What is the error rate of polymerase?
1:(10 to the power of 6)
How does this compare to the length of the human genome?
Chat GPT prompt “what is the outcome of 10 to the power of 6 error rate in the 3.2Gbp during one replication with no repair mechanisms?”
(3.2 x 10 to the power of 9) x 10 to the power of 6 = 3200
That are 3200 errors in each natural replication of DNA
How does biology deal with that discrepancy?
According to the lecture slides, the human genome is ~3.2Gbp is long.
The reference Lamers et al. Nature 407:711 (2000) on the slide with the title “Error Connection” describes a repair mechanism. Accordingly, in E. coli:
the dimeric MutS protein recognizes mismatched pairs as well as small insertion or deletion loops in newly synthesized strands
which are then repaired by ATP hydrolysis dependent binding of a homodimer of the ATPase MutL,
which scans the strands until a strand-discrimination signal is encountered. In E.Coli, this signal is nicked (meaning there is no phosphodiester bond on the unmethylated strand) by MutH that binds to MutL.
Helicase II then unwinds the DNA towards the mismatch
and the according exonucleases removes the unmethylated strand until a ‘discrete site’ just beyond the mismatch
In presence of single-stranded binding protein, DNA polymerase III forms a novel strand
In presence of single-stranded binding protein, DNA ligase connects the novel strand
How many different ways are there to code (DNA nucleotide code) for an average human protein?

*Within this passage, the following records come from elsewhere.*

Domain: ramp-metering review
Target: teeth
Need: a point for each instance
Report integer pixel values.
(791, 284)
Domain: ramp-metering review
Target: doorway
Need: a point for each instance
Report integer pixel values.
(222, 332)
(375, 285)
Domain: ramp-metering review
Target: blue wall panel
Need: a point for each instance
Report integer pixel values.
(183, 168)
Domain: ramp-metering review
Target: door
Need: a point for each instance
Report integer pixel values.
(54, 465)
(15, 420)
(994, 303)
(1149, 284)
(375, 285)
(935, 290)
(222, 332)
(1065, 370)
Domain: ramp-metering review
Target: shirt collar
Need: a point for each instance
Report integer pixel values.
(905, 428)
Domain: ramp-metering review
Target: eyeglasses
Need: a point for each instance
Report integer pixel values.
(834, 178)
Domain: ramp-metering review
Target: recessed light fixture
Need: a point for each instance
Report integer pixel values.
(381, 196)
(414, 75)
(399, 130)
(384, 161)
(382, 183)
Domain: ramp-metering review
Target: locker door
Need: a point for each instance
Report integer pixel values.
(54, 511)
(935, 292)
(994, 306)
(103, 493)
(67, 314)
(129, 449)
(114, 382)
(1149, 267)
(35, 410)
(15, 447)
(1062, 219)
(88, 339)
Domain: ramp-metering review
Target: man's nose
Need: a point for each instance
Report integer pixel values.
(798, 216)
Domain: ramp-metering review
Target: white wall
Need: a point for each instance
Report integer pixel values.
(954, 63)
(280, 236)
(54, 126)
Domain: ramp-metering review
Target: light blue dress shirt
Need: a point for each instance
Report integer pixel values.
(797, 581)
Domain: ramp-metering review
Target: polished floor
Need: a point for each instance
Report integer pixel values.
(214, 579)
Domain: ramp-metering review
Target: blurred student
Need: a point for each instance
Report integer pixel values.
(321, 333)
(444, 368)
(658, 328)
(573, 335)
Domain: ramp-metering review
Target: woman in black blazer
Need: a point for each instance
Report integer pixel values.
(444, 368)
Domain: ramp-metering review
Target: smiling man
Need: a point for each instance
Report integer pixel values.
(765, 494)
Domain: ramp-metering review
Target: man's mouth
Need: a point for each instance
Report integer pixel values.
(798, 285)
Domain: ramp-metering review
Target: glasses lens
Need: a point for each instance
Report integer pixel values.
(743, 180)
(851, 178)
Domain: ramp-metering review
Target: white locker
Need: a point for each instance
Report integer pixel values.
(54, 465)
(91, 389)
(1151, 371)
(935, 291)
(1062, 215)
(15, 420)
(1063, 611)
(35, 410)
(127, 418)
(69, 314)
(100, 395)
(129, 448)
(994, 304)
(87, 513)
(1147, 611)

On the slide “How Many Base Pairs Do We Need To Synthesize?“, the standard human protein is 1036 bp long.
There are 20 amino acids in the canonical genetic code, which are encoded with 64 possible triplet codons.
This same slide “Fabrication Complexity” gives the equation:
W= N! / (N/Q)! to the power of Q
Let’s assume each amino acid is encoded by codon triplets only (which is not the case naturally). Then N = 1036 bp : 3 = 345
Q is the number of different ways to code an amino acid, which can possibly range to 64 different codon triplets. Q is therefore 64.
W=345!/(345/64)!to the power of 64
I have entered the equasion above in online calculators and could not find the correct result.
In practice what are some of the reasons that all of these different codes don’t work to code for the protein of interest?
In the scientific article “Genomically Recoded Organisms Expand Biological Functions” quoted in the lecture’s slides explains an experiment that genetically recode organisms (GRO). In this experiment they redefine the stop-codon UAG, by removing the defining sequence RF1 and reassigning it to a nonstandard amino acid (NSAA). They found that the absence of RF1 had a negative effect on E.Coli’s fitness, while the NSAA had positive impact on the bacteria’s fitness able to outweigh the negative effect.
Firstly, certain combinations of triplet codons affect each other in the use of resources for the production of non-essencial codon translation. Secondly, when several triplet codons are synonymous, it reduces the risk for disruptive mutations: consistency in genetic encoding is necessary to avoid unfortunate incorporation of amino-acids. If all 64 possible tripplets have different effects, then mutation in tripplets would cause more proteome-scale misfolding instead of going unnoticed. (Lajoie et al., 2013)
Dr. LeProust’s questions:
What’s the most commonly used method for oligo synthesis currently?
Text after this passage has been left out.